4 Replies Latest reply on Jan 26, 2010 3:59 AM by Tim Fox

    Restarting HornetQ after paging starts

    John Muhlestein Newbie

      We have seen in several instances where we are unable to restart HornetQ after reaching certain memory thresholds.

       

      Scenario 1)  HornetQ has crashed due to running out of memory either due to misconfiguration of the paging parameter(s) or unexpected resource consumption as a combination of all the processes running on the machine.

       

      Scenario 2) We have reached a point where we have entered paging, and there are a large number of paging files (40+) meaning we have been paging for a while, typically do to one of our durable subscribers not being available to consume messages.

       

      In both cases, is now in a stopped state, and we attempt to start it back up again.  HornetQ never manages to start up, it either completely hangs, or throws an out of memory error.  In both instances, the only way to get HornetQ to restart was to bump up the -Mmx parameter in the start script to significantly higher than it was (roughly 50% higher) in order to get HornetQ to start back up again. (or clean out the journal and paging directories, which would not be an option for a system in production).

       

      Our typical configuration starts HornetQ with an -Xmx1024m and a paging configuration as follows:

       

            <address-setting match="jms.topic.Replication.#">

               <max-size-bytes>524288000</max-size-bytes>

               <page-size-bytes>10485760</page-size-bytes>

               <address-full-policy>PAGE</address-full-policy>

            </address-setting>     

      Where there are two topics that would match the address setting (we have assumed that the max-size-bytes is a total for all the queues identified by the match parameter).
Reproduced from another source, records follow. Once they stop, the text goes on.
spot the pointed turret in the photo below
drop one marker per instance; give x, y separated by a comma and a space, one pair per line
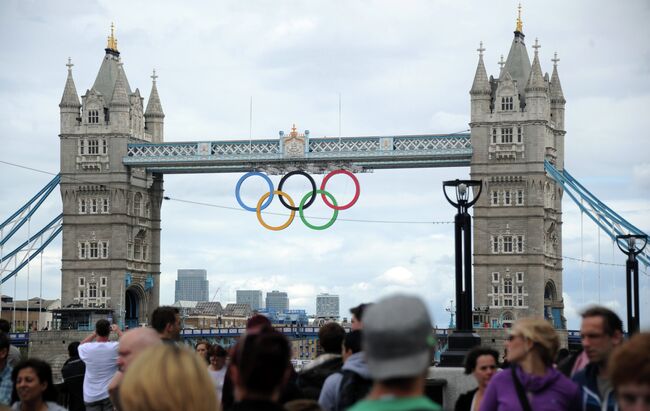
518, 63
119, 104
107, 75
536, 81
481, 89
154, 116
537, 101
69, 104
557, 97
481, 85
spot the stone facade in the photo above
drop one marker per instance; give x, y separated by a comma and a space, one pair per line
517, 122
111, 213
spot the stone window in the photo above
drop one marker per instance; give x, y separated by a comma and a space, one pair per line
520, 197
103, 245
507, 244
507, 103
93, 147
494, 198
94, 251
506, 198
520, 243
506, 135
507, 286
105, 205
137, 204
93, 206
83, 250
93, 116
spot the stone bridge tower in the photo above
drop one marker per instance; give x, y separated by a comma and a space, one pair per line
517, 122
111, 213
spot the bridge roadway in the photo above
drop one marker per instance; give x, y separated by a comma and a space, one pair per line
22, 339
295, 151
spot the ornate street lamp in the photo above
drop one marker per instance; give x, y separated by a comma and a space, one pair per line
635, 244
467, 193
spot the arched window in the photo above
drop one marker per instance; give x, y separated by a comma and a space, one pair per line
93, 116
507, 286
137, 204
549, 291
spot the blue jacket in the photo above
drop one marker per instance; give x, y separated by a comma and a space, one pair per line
591, 400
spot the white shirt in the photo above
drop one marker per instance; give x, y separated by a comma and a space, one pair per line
101, 365
218, 377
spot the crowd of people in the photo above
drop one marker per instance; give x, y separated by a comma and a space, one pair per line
382, 364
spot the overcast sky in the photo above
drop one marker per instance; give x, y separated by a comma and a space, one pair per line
401, 67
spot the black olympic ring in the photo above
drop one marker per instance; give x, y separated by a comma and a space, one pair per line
313, 189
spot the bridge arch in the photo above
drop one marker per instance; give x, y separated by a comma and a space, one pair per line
135, 306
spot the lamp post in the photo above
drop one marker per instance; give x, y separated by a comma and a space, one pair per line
635, 244
463, 338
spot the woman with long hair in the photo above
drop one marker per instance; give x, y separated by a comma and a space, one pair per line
531, 383
167, 378
481, 362
33, 387
217, 368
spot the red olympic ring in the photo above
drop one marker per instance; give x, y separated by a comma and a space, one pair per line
356, 195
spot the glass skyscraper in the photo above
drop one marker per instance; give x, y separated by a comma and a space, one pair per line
192, 285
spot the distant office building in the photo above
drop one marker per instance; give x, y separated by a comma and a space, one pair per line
192, 285
327, 306
251, 297
277, 301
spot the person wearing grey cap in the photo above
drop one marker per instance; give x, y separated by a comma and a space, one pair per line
398, 342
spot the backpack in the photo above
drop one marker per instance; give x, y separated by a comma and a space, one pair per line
353, 388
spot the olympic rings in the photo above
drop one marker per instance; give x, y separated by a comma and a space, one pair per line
313, 195
313, 190
306, 201
243, 178
356, 184
258, 210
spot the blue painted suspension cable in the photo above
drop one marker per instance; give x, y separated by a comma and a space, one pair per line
37, 252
We have noticed, through jconsole, that despite having the max-size-bytes set at 1/2 Gig, that memory typically will grow to 900 Mb before paging starts, which also seems wrong, but that is what we have observed.
      Finally, all of our subscribers are durable, and in our test cases, there have typically been 4-5 subscribers, though we expect to have more than 400 in a normal situation.
      Is seems that based on this configuration, there should always be enough memory for HornetQ to restart, but this has happened many times (2.0.0.GA)
      Any suggestions on settings we should be using to protect the system better on startup.